Cannabis use is also linked to shorter breastfeeding duration overall. A Colorado survey found that only 58% of postpartum cannabis users breastfed for nine or more weeks, compared to 79% of non-users. A separate study of nearly 5,000 postpartum women found that marijuana users were more likely to breastfeed for less than eight weeks. It’s worth noting that cannabis-using mothers in these studies were also more likely to smoke cigarettes and experience postpartum depression, both of which independently affect breastfeeding duration.
Why “Pump and Dump” Doesn’t Work Here
With alcohol, pumping and discarding milk after drinking can effectively reduce what your baby is exposed to, because alcohol clears from milk as your blood alcohol drops. THC does not work this way. Because it is stored in body fat and slowly re-released over days to weeks, pumping and dumping a few sessions’ worth of milk does not meaningfully reduce your baby’s exposure. Colorado’s public health guidance specifically notes that this strategy is not considered effective for cannabis because the compounds persist in the body long after use.
CBD Products Carry Similar Unknowns
CBD is also fat-soluble with a small molecular weight, which means it likely transfers into breast milk through the same mechanism as THC. There is no comprehensive research on what CBD does to a breastfed infant. The FDA has flagged additional concerns: CBD products are frequently contaminated with THC or other substances, CBD is associated with liver effects and extreme drowsiness in clinical studies, and it can interact with other medications.

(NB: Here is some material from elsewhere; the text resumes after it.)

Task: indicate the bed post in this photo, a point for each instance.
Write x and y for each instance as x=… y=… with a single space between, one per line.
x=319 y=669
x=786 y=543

If you’re using CBD for anxiety, pain, or sleep during the postpartum period, the same caution applies as for THC-containing cannabis.
Secondhand Smoke Is a Separate Risk
Even if you’re not breastfeeding, smoking or vaping cannabis near your baby exposes them to THC through secondhand smoke. The CDC advises that parents and caregivers avoid smoking marijuana products around babies or children. This is a distinct exposure pathway from breast milk and adds to the total amount of THC an infant could absorb. Edibles eliminate this particular risk but do not change what enters your milk.